This sounds like a bug in the HTML serializer rather than a feature... But
I'm confused: Are CDATA sections among the types of SAX events that Cocoon
passes through its pipelines? They aren't preserved in the XSLT/XPath data
model; where are they preserved? Are you saying that the HTMLSerializer
looks at a CDATA section event and serializes the value thereof unescaped?
If that's the case, then it's broken. Otherwise, I think I must be missing a
step in what you did.

 If your aim was to actually clean up the output, could
 you use jTidy to clean up the results?

I ended up using the HTMLGenerator (which I assume uses JTidy), but only
after using xsl:disable-output-escaping with the Google server's internal
XSLT processor. So I think my problem is solved. My original plan had been
to take Google's raw XML results and pass them through Cocoon's pipelines,
but that was unfeasible because of the isolated bits of escaped,
non-well-formed HTML that appear in different elements in the Google XML
results. In that case, I could have tried to apply JTidy (to each isolated
bit of HTML?), but I'm not sure how I could manage that in the sitemap
(multiple extractions from the same source and then aggregating all the
results again?), and in any case would be horribly inefficient even if I
were to figure out a way to do it.

Anyway, as I said, my current problem is solved. But I am still interested
in the possibility of a custom HTML serializer that will recognize a special
flag to disable output escaping. I just don't need it right away :-)

Thanks for the input.
Evan



 Geoff
 
 --- Lenz, Evan [EMAIL PROTECTED] wrote:
  J.Pietschmann wrote:
   The answer is quite simple: you can't. D-o-e only
  works if the
   XSLT processor serializes the result itself,
 
  Please re-read my message a little more carefully.
  It's easy to dismiss it
  as a top-10 XSLT FAQ, but it isn't.
 
   the information
   which text nodes are supposed to be d-o-e'd on
  output is not
   transported through the SAX pipelines Cocoon uses
  for plumbing
   it's components.
 
  Actually it can be if I just pass that information
  on as a special attribute
  (or element or processing instruction). Note that
  I'm not interested in
  using xsl:disable-output-escaping. I already
  understand that I can't and
  that there are very good reasons why I can't.
 
  An example is in order.
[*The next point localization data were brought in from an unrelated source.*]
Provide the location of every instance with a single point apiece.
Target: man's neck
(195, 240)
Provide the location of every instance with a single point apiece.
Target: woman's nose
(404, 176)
Here is what I would like to
  do:
 
  xsl:template match=html-blob
html-blob my:disable-output-escaping=yes
  xsl:value-of select=./
/html-blob
  /xsl:template
 
  Then I would like a custom serializer to simply
  check every element (or
  perhaps only certain elements) for the presence of
  the attribute in my
  namespace called my:disable-output-escaping. When
  its value is yes, then
  output the content of that element without escaping
  markup characters.
 
  This is a general problem that comes up often enough
  in the real world that
  I thought someone might have already implemented
  such a feature. I recall
  that the Xalan serializer had some kind of PI-based
  hack for attaining the
  same.
 
  As it happens, I've already solved my problem at
  hand by using the Google
  Appliance's internal XSLT processor (which supports
  xsl:disable-output-escaping) to generate custom
  HTML, and then using the
  HTMLGenerator to load the Google results into
  Cocoon. Not exactly Web
  services, but it's at least nice to isolate the hack
  on the Google side. It
  may break in rare cases, but at least my site will
  still only be serving
  well-formed XHTML :-)
 
  Evan
 
   -Original Message-
   From: J.Pietschmann [mailto:j3322ptm;yahoo.de]
   Sent: Friday, November 08, 2002 10:58 AM
   To: [EMAIL PROTECTED]
   Subject: Re: Serializer for d-o-e?
  
   Lenz, Evan wrote:
I understand why Cocoon disables the use of
  disable-output-escaping in
   XSLT.
However, in my current project, which involves
  parsing XML results from
Google containing escaped (and non-well-formed)
  HTML, I need to find a
   way
to disable output escaping for certain sections
  of text, perhaps based
   on
the presence of a special attribute or PI that I
  can generate when
necessary. Does Cocoon provide a way of
  parameterizing an existing
serializer to do this? Has anyone implemented
  such a serializer? I would
think that such a customization of an existing
  XML serializer should be
pretty simple, but the Cocoon serialization
  framework is so abstract
   that
I'm having trouble finding the right code to
  extend or modify.
  
   The answer is quite simple: you